Junior NHS doctors are on strike for three days in June
Junior doctors in NHS England have announced another three-day walkout next month and threatened to strike throughout the summer after talks with the government broke down over a long-running pay dispute.
Dr Vivek Trivedi and Dr Robert Laurenson, co-chairs of the BMA’s Junior Doctors Committee, said they would call for at least three days of action every month for the duration of the strike mandate, unless the government changed its stance. The escalation came after ministers offered a 5 per cent pay rise, which the BMA rejected as “simply not a credible offer”.
Suggesting that four in 10 junior doctors now want to leave the NHS amid the workforce crisis, junior leaders added: “This is not the time for the government to play games with pay.”
Since the four-day strike in April, the BMA has held three weeks of negotiations with the government. Junior doctors are pushing for a deal to restore pay, arguing that they have suffered a real drop of more than 26 per cent over the past 15 years.
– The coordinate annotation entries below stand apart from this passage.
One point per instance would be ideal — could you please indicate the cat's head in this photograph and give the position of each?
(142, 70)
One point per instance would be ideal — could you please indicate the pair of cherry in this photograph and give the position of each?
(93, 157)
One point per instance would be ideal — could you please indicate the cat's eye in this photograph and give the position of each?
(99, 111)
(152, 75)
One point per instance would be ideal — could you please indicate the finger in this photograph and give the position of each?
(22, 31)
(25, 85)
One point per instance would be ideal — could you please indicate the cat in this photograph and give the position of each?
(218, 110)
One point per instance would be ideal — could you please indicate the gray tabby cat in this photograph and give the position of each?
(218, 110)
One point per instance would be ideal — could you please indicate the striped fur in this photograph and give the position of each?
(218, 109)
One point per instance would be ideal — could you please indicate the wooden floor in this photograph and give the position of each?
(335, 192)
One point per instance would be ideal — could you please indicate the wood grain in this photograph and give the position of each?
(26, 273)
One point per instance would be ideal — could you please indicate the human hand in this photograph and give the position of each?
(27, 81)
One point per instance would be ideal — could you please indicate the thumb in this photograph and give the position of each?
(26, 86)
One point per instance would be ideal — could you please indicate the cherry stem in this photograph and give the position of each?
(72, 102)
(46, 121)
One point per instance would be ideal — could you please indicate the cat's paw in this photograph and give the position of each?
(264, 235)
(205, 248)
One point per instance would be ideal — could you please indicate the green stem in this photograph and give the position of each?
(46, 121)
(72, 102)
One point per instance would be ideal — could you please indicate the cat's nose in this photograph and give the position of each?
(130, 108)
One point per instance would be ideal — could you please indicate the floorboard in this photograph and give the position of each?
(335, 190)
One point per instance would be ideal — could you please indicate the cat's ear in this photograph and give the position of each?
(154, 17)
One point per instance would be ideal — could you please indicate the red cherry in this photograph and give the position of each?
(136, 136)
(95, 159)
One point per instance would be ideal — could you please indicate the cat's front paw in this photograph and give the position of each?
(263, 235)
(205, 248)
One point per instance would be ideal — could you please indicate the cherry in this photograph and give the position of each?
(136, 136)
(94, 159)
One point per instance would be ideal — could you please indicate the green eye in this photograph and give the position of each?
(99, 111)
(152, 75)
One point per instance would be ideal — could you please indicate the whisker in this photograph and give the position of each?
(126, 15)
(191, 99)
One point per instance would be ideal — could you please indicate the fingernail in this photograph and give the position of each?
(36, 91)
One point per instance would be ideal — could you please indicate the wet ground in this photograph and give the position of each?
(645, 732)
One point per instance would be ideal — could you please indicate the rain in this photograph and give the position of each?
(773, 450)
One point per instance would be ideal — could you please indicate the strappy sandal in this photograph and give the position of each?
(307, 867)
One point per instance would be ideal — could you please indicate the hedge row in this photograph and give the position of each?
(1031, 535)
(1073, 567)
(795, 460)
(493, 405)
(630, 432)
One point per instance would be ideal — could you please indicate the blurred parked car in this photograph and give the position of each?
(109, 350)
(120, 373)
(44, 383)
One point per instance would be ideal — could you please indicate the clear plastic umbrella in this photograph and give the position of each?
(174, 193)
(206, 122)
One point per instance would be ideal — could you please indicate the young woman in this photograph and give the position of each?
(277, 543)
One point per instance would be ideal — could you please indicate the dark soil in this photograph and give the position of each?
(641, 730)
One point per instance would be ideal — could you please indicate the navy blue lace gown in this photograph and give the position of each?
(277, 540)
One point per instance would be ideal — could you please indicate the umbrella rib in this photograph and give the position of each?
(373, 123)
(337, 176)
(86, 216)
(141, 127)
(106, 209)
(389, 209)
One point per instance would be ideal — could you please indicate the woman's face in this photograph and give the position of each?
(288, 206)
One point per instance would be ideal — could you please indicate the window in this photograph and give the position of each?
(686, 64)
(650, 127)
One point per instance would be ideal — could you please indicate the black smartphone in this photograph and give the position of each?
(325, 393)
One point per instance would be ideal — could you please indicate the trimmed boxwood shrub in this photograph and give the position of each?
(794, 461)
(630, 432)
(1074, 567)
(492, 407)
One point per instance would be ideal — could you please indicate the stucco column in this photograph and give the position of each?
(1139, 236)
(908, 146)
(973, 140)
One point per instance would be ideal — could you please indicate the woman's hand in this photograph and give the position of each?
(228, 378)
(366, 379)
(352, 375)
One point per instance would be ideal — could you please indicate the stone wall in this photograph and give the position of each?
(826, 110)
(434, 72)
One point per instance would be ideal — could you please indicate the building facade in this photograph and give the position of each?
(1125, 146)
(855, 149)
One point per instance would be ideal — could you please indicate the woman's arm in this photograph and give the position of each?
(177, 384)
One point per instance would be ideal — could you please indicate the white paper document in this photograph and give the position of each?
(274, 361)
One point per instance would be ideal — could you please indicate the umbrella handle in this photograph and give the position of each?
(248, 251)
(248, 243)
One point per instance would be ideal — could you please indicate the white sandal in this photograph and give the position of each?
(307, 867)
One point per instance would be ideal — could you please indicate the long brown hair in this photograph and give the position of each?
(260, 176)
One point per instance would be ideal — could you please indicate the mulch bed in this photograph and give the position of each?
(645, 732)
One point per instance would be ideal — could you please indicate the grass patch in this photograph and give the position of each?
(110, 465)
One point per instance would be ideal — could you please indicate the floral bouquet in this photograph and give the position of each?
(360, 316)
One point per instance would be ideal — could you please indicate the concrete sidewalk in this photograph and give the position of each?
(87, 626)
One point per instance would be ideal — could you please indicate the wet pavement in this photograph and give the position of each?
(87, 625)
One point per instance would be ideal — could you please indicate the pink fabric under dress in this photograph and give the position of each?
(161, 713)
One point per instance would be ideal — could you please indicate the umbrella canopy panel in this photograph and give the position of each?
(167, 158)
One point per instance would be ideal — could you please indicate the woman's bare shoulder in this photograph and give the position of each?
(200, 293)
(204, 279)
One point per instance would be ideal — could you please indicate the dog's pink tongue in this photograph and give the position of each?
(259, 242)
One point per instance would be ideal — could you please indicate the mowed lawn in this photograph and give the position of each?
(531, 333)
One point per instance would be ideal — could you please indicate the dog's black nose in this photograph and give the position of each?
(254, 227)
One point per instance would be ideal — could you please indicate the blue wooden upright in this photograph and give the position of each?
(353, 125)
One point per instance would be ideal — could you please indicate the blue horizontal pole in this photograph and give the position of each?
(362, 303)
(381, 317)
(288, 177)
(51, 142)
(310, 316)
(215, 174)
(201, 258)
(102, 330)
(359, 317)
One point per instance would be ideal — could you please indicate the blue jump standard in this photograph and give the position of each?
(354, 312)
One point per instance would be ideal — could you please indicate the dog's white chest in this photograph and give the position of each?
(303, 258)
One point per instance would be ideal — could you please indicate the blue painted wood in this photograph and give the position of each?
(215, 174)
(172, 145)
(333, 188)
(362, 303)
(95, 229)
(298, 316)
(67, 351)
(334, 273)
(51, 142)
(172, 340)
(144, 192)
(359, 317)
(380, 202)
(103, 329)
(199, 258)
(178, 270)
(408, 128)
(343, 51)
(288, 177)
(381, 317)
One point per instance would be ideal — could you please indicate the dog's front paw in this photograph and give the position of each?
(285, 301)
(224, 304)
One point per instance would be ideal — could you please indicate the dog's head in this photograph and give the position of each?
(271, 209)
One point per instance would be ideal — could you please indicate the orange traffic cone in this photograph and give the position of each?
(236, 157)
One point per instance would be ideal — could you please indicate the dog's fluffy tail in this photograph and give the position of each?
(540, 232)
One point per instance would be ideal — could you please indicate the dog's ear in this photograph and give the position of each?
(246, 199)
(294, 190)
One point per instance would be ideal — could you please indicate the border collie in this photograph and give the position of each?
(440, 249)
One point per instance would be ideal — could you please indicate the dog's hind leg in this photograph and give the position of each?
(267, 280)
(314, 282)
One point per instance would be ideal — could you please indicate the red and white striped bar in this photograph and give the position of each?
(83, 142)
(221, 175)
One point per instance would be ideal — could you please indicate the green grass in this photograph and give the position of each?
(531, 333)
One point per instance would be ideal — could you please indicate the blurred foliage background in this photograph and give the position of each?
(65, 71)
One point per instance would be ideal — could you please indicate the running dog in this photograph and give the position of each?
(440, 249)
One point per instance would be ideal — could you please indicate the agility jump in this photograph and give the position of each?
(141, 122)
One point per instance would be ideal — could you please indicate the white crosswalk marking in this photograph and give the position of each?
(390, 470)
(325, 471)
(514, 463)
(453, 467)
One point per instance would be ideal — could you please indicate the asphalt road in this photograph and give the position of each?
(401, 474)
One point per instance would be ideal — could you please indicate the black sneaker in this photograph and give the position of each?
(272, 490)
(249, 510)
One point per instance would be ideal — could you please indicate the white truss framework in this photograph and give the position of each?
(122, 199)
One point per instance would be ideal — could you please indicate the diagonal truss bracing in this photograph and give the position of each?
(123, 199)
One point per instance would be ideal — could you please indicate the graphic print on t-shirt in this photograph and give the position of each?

The increase offered by the government was not only aimed at dealing with wage erosion, but it would not even have reached this year’s inflation. “We are not attending these meetings to agree to further cut our salaries and the government knows that. It was simply not a credible offer,” the physician leaders added.
The latest promotion will take place between 7am on June 14th and 7am on June 17th.
The government said it was “both surprising and deeply disappointing” that the junior doctors’ committee had called another strike while “constructive” negotiations continued. The latest move would be “very disruptive to patients and put pressure on other NHS staff”, it said.
Pointing out that ministers had “made a fair and reasonable opening offer and actively negotiated both pay and non-pay issues”, he accused the BMA of being “unwilling to meaningfully move away from their unaffordable pay demands”.
The Government has been clear that the strikes must be suspended while negotiations take place, so although the BMA has decided to end our current talks, we remain prepared to resume them at any time if the strikes are called off.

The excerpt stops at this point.